72.000 tentatives d'accès illicites ont lieu sur Internet chaque jour. Les entreprises
devront prendre en compte la circonstance que la majeure partie de la criminalité
informatique est due aux faits des employés "
Olivier HANSE (1)
Monsieur l'Avocat général près la Cour
d'appel de Bruxelles Oscar VANDEMEULEBROEKE débutait sa contribution au Colloque "Internet
sous le regard du droit " (2) par ces mots : "Aristophane
dit que faire marcher droit un crabe est impossible. On peut se demander si, à l'heure
actuelle, un pénaliste est capable d'appréhender - fût-ce avec prudence - ce qu'on
appelle la criminalité informatique et celle des télécommunications, soit la
criminalité télématique ".
Tenter de cerner la criminalité
informatique pour la sanctionner en tant que telle reviendrait à demander à une cage de
partir à la recherche d'un oiseau.
La difficulté de tracer les contours
pénaux de l'informatique est certainement l'extrême mouvance de sa technologie associée
à l'ingéniosité criminelle. Celle-ci n'a pour limite que l'imagination de ses auteurs,
lesquels ont en outre de multiples facettes (3), ce qui
ne facilite pas la désignation du ou des pénalement responsables.
Egalement par l'interconnexion des réseaux,
la délinquance bénéficie de la mondialisation de ses relations alors que ses recherche
et répression se heurtent encore aux frontières des états.
Enfin, hormis les infractions classiques
"informatisées" (4), la délinquance a pris
également pour cible l'informatique.
Ces " nouveaux intérêts qui méritent
protection " (5) donnent naissance à un droit
inédit, soit principalement et à l'heure actuelle, celui de la protection des
informations véhiculées par des outils télématiques.

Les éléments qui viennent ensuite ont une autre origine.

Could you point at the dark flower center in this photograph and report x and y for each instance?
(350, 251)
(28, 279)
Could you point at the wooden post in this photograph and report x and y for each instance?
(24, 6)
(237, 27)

Le malaise de la doctrine face à cette
originalité n'est pas sans rappeler celle qui tourmenta les auteurs en droit social des
années 1970.
" Ne perdez jamais patience.
C'est souvent la dernière clef qui ouvre la porte... "
A. de St EXUPERY
La Belgique se caractérise en ce domaine
par un vide juridique relatif, comblé çà et là par quelques dispositions spécifiques
sans grande cohérence (6) et par l'uvre d'une
jurisprudence instable. De son côté, le Conseil de l'Europe (7) - qui
en 1985 s'était déjà penché sur le problème - invitait les états à légiférer dans
le cadre de sa Recommandation 89/9. Il avait établi une liste minimale d'actes
délinquants visant l'informatique et ses donnés (8).

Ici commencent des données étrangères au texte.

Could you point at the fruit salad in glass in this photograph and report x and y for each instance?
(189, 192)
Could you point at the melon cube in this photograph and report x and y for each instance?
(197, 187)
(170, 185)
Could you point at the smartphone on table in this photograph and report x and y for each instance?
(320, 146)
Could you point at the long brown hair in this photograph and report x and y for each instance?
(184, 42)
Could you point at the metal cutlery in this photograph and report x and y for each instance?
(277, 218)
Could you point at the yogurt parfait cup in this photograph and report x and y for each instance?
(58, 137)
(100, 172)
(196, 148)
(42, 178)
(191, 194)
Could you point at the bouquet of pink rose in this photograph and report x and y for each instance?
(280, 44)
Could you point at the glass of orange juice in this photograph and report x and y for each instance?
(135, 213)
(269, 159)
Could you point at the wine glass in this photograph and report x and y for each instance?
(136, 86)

En l'absence de réglementations
spécifiques, la jurisprudence dut faire uvre d'imagination afin de réaliser la
délicate jointure entre un code pénal désuet et une technologie en pleine expansion
créant de nouvelles valeurs.
Non sans s'écarter des principes rappelés
par la Cour de cassation en son arrêt du 11 septembre 1990 (9),
l'interprétation de la loi pénale devint "évolutive " (10),
"contemporaine " (11) pour ne pas dire " analogique"
(12).
Le droit pénal tel qu'adapté par les cours
et tribunaux n'était pas totalement impuissant face à cette nouvelle délinquance,
toutefois, il était inapte ou insuffisant à réprimer les comportements délinquants en
matière télématique.
L'indécision du praticien était, enfin,
renforcée par le peu de décisions de justice (13).
Donnant suite à la décision du Conseil des
ministres du 30 mai 1997, concernant les mesures à prendre dans le cadre de la lutte
contre la criminalité informatique sur les autoroutes de l'informations, la Belgique est,
enfin, en passe de se doter d'une législation sur la criminalité informatique.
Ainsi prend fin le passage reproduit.